How would you quantify employment generation in the cassava value chains?
This is something that has always been difficult to quantify, but you can calculate from the numbers factories that we have. For instance, there are six large factories that use 240 tonnes of cassava daily, but each of these factories will not employ less than 25 people (this is just an estimate). In Nigeria, there are 84 small and medium scale cassava processors, and each of these we will have no fewer than five full staffers to operate the machines, to provide electricity, etc. If you multiply five by 84, again it becomes an estimate.
 
In the community processing groups that we have all over Nigeria, there is no group that is fewer than 20 in number. These are just direct beneficiaries. We are not counting the number of farmers who are supplying cassava into these factories. We are not counting the indirect value chains operators like the transporters who transport from farms, then from factories to the end users. But as a project, we can only tell you the number that we estimate.

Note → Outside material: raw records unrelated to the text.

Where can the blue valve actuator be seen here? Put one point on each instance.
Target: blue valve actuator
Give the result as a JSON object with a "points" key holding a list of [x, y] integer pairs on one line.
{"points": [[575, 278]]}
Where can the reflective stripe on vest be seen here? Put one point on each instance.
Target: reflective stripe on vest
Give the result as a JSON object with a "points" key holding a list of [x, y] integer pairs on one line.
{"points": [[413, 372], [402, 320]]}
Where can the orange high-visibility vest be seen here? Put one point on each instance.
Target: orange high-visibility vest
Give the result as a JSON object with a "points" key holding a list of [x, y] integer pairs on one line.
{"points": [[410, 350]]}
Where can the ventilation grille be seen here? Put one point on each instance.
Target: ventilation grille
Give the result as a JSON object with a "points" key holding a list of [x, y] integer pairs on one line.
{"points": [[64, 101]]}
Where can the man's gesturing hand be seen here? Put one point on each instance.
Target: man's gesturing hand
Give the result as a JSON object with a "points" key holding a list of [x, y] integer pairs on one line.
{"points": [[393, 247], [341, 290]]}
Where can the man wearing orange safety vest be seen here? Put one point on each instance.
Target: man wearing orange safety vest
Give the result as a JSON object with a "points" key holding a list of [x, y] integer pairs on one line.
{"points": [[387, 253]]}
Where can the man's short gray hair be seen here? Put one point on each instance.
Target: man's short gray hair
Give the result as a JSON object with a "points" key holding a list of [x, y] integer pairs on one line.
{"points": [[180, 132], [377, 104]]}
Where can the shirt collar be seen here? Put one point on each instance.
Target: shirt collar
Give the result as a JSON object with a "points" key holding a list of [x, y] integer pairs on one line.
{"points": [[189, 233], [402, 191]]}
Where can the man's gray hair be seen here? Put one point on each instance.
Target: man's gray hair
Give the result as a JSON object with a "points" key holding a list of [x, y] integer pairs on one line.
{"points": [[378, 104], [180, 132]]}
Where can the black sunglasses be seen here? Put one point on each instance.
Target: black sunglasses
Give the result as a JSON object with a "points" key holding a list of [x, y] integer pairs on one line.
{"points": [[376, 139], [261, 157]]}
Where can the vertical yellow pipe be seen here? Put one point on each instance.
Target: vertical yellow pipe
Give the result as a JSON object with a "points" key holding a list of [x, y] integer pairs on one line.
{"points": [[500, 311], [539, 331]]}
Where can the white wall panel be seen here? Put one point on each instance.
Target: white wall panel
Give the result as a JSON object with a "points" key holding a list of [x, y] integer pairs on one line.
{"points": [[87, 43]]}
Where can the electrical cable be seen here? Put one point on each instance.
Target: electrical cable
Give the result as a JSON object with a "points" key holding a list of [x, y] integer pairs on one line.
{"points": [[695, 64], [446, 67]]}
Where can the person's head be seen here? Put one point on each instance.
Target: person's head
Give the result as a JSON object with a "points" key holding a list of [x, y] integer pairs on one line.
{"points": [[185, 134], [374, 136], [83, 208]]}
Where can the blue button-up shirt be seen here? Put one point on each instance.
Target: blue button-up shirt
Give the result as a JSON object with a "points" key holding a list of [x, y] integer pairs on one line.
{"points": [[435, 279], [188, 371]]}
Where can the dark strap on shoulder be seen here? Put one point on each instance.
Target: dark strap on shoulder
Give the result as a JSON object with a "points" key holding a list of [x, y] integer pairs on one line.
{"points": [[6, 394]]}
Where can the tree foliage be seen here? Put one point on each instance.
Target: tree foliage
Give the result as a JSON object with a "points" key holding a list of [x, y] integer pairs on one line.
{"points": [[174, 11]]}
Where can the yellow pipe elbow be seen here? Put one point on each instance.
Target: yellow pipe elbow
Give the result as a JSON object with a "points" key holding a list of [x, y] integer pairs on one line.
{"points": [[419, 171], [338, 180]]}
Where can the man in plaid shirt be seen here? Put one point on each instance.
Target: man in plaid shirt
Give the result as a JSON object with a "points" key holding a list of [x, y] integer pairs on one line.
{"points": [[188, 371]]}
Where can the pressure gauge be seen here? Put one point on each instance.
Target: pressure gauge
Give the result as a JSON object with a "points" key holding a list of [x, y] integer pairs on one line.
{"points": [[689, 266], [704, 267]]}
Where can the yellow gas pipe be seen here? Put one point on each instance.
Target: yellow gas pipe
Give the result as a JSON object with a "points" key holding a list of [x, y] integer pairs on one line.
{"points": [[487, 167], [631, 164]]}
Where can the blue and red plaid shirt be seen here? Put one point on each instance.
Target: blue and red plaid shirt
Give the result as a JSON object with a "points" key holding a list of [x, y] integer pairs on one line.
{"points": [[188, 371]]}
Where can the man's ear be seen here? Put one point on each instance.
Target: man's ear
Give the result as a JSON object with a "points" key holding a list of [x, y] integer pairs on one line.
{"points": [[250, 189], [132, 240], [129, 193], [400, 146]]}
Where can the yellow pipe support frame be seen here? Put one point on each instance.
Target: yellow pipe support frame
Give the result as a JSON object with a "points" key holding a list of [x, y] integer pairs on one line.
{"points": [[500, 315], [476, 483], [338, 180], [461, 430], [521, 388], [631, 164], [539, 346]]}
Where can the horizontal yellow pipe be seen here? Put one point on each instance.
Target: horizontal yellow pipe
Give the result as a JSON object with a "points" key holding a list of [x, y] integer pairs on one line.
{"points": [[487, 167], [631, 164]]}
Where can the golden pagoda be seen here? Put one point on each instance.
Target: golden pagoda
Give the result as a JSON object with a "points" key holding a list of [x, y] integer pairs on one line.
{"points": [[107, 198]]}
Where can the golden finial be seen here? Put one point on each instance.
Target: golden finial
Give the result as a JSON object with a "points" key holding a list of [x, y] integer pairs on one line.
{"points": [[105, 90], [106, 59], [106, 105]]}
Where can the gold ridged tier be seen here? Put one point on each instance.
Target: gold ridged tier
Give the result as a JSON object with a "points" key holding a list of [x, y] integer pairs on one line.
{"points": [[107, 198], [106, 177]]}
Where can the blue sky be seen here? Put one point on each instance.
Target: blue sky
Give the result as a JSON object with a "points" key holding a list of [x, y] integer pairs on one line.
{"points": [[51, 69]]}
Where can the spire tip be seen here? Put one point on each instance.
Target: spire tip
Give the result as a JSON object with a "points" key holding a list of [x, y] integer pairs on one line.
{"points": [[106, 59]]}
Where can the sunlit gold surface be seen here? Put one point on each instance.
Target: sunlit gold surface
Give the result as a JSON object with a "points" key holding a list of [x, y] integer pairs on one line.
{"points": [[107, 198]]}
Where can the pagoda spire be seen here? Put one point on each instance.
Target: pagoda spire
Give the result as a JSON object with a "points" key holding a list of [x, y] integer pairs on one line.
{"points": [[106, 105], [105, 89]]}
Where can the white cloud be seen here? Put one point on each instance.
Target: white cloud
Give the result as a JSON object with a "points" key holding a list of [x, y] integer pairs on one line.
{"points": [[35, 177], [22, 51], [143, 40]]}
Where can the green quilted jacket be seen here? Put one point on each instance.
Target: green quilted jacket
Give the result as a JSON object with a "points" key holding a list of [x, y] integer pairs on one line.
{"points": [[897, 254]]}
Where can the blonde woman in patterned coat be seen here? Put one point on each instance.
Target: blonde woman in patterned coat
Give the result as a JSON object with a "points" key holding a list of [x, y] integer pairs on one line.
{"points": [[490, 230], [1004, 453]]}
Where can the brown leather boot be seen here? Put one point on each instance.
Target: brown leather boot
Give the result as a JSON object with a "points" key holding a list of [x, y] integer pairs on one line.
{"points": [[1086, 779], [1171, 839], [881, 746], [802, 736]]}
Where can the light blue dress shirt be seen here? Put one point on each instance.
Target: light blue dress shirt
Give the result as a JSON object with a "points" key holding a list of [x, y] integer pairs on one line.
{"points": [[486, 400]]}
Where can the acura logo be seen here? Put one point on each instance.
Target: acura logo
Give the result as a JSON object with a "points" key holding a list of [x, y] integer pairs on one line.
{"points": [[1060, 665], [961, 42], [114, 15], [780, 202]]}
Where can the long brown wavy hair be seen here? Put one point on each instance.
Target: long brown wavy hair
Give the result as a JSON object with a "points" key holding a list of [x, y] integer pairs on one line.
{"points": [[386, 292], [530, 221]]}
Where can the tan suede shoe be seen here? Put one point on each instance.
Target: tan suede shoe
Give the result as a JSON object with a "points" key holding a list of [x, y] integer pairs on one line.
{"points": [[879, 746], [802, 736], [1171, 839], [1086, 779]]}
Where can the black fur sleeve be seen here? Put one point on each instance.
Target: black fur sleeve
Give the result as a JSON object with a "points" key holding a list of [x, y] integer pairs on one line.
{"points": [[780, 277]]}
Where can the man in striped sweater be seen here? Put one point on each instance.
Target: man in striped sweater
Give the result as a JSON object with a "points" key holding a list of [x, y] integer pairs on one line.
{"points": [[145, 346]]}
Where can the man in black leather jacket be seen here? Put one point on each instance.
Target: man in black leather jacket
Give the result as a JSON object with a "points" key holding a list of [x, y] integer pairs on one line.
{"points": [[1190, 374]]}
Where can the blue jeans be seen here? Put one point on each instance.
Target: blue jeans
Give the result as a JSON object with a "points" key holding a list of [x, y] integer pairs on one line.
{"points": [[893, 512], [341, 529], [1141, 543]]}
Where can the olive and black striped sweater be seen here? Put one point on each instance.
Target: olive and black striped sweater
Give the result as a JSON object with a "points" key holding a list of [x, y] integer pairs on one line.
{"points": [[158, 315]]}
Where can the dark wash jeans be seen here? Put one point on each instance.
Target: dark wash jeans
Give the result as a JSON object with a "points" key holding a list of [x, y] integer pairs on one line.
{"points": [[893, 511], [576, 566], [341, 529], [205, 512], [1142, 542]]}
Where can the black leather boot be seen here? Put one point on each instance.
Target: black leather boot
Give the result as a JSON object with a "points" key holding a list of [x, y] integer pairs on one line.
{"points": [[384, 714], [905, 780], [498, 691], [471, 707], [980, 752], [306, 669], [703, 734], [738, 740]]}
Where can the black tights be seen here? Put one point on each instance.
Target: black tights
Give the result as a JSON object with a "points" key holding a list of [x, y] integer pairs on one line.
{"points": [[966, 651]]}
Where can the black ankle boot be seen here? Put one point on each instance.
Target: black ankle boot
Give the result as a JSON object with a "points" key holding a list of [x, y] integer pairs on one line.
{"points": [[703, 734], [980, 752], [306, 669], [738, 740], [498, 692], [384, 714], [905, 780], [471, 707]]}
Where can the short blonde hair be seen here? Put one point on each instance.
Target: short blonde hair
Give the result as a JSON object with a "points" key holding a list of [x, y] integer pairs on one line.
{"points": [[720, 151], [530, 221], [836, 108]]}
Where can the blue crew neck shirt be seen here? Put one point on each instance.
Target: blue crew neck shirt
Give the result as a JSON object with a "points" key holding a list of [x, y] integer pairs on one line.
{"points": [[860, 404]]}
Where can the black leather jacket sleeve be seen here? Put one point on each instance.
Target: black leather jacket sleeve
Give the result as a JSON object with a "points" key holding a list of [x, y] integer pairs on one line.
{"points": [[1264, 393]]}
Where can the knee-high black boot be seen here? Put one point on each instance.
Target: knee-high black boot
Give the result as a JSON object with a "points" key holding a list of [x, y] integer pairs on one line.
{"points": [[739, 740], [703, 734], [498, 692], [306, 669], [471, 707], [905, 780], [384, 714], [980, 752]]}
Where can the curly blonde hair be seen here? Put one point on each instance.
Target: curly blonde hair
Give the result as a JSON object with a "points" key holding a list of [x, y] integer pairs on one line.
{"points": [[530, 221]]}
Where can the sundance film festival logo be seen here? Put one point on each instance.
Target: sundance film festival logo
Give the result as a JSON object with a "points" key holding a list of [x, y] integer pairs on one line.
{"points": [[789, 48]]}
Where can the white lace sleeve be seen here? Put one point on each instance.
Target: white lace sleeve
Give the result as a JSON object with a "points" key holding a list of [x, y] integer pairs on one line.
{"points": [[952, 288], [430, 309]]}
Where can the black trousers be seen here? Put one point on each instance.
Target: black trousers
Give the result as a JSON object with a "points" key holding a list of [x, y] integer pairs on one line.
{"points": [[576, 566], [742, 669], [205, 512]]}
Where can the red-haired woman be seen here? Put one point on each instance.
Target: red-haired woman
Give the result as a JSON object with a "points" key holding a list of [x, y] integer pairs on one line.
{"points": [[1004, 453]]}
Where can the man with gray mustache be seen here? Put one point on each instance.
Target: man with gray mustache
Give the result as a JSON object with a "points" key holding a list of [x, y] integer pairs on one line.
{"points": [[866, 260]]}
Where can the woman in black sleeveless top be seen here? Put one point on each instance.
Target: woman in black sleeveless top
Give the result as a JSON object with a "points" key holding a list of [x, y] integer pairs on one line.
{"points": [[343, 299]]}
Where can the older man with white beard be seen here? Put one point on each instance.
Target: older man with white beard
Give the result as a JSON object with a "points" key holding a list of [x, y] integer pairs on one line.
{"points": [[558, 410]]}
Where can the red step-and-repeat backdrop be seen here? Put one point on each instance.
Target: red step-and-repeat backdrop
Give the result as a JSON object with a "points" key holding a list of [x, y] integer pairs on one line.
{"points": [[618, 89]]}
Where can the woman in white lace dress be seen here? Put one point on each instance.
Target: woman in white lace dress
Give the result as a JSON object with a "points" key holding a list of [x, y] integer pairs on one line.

Are you working with fabricators and promoting indigenous technologies?
This is actually a big strength of C:AVA; and as C:AVA is going to wind up next year, this is one of the areas we are very much afraid of what happens when C:AVA leaves the scene. Who will continue handling the job. It is critical. For instance, the flash drying technology is purely a Nigerian technology, and many institutions like International Institute of Tropical Agriculture (IITA), the National Root Crop Research Institute in Umudike, FUNAAB and many other fabricators have made a lot of backstopping effort to improve the quality and the packaging of the equipment that we now export to countries like Liberia, Sierra Leone, Ghana, Tanzania, Uganda and Mali from Nigeria.
 
Actually, when we started this exportation of a thing around 2010-2011, many people in Apapa port did not believe that we could export equipment from Nigeria, because they were used to equipment coming from outside the country to Nigeria. And I can tell you today that 90% of graters, pressers and peelers that we use in all those enterprises in other participating African countries are made in Nigeria. 

 
Bean drier, for instance, was developed by our partner at the Ghana Food Research Institute, in collaboration with the National Research Institute and FUNAAB. Professor Latif Sanni, C:AVA Country Manager in Nigeria, exports technology. 

Now, for those who want to invest in cassava processing and cultivation, what advice or requirement do they need? 
I think the first thing they need is knowledge, particularly if you are in it for commercial purposes. Marketing is another strong element for anybody that is going into it. Having considered that, the production plan should be made to meet the demand as required.

So, spend your first one year under someone or experts that are in the cassava processing or production. There are a lot of elements needed to be learnt for sometimes. Teaching cannot make you a successful farmer, but classroom teaching is essential to start and many people don’t have it. The next thing is considering who will buy the product and what quantity.